When Justin Allan Rollins learned that he was being deployed to Iraq last year, the soldier had a mission of his own: to see his beloved Boston Red Sox play at Fenway Park one last time.
Spec. Rollins saw more than just a game that summer day. He got to meet one of his heroes, Red Sox slugger David Ortiz. Ortiz signed a ball for him. Later, in the stands, Rollins turned to his father.
"He said, 'If David Ortiz hits a home run, I can die a happy man in Iraq,' " recalled Kathryn Hanson, a close family friend. "His father thought it was the most eerie thing he had ever heard."
Rollins was killed in Iraq two weeks ago and buried in Arlington National Cemetery yesterday. Ortiz sent an inscribed baseball to be placed inside the coffin and one of his jerseys signed with an inscription for the young soldier.

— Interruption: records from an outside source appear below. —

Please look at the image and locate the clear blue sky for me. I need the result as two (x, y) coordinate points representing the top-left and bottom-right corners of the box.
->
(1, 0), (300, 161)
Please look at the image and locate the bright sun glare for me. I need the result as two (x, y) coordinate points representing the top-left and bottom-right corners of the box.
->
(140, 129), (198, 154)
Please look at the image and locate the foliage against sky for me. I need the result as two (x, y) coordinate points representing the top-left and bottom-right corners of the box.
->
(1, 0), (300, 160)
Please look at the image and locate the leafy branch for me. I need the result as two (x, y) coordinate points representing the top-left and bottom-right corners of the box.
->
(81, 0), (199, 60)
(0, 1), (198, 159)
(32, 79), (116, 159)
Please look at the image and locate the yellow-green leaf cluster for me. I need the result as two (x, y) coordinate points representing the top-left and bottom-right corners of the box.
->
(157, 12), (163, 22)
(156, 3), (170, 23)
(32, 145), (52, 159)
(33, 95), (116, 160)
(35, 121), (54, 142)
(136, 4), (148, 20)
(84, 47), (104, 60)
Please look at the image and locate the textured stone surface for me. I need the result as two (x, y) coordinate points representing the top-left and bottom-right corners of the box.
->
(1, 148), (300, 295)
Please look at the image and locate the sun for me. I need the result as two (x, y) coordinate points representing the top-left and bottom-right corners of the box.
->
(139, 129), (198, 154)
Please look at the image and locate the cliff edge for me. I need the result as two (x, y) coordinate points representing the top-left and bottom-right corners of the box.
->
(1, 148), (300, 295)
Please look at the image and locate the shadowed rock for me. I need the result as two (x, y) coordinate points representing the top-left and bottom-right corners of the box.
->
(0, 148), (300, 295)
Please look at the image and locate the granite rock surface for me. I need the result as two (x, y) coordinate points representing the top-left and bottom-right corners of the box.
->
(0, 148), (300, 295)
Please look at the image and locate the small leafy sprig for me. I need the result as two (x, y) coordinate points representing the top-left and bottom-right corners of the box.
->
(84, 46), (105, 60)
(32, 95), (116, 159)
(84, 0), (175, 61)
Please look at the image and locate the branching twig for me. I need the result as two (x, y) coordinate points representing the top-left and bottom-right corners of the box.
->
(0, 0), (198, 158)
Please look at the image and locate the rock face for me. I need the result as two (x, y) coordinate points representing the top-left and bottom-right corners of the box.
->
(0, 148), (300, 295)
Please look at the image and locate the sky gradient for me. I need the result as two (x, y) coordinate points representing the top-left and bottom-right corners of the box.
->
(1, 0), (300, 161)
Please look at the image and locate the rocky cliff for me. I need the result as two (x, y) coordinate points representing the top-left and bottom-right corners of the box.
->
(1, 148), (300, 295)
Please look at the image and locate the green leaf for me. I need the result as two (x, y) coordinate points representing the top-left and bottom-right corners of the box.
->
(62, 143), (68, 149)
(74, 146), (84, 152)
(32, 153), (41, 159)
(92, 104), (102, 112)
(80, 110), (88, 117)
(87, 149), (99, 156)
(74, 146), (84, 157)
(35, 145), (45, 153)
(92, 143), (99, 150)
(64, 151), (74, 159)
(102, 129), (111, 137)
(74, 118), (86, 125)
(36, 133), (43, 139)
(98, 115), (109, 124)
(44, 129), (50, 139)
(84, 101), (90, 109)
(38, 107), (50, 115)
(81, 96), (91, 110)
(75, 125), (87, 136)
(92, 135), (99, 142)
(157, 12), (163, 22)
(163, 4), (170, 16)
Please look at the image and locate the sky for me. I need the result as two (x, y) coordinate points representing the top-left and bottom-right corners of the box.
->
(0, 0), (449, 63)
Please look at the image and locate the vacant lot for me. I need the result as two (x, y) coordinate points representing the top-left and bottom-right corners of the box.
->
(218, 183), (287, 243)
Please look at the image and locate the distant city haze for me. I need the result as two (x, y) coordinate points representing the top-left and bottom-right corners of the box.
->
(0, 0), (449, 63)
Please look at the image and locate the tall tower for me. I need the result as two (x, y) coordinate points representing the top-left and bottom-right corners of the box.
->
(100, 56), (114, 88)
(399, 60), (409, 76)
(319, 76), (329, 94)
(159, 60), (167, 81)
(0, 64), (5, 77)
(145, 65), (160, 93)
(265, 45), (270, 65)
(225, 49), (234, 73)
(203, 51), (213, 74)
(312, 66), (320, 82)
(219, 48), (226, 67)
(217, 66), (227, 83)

Okay: I know it's unusual for this site to point out when professional athletes do something good, instead of, say, waste their talent and privilege by being assholes, but I think it's only fair to mention the war — if only in passing — on its anniversary. Four years ago from this very moment (including the time zone change), I was coming to the end of the first day of the invasion. I'd slept five hours total over the previous four days, and that night I got two hours of sleep punctuated by gunfire and a car bomb. That place sucks.
So, for those of us wrapped up in our brackets and pictures of sexy women (this includes me), it probably doesn't hurt to take a moment or two to realize that there are thousands of men and women still stuck in a shitty country with the very real prospect of getting randomly killed by a mortar or improvised bomb at any moment. My best wishes go to our servicemen and women: take care of each other, and come home safely.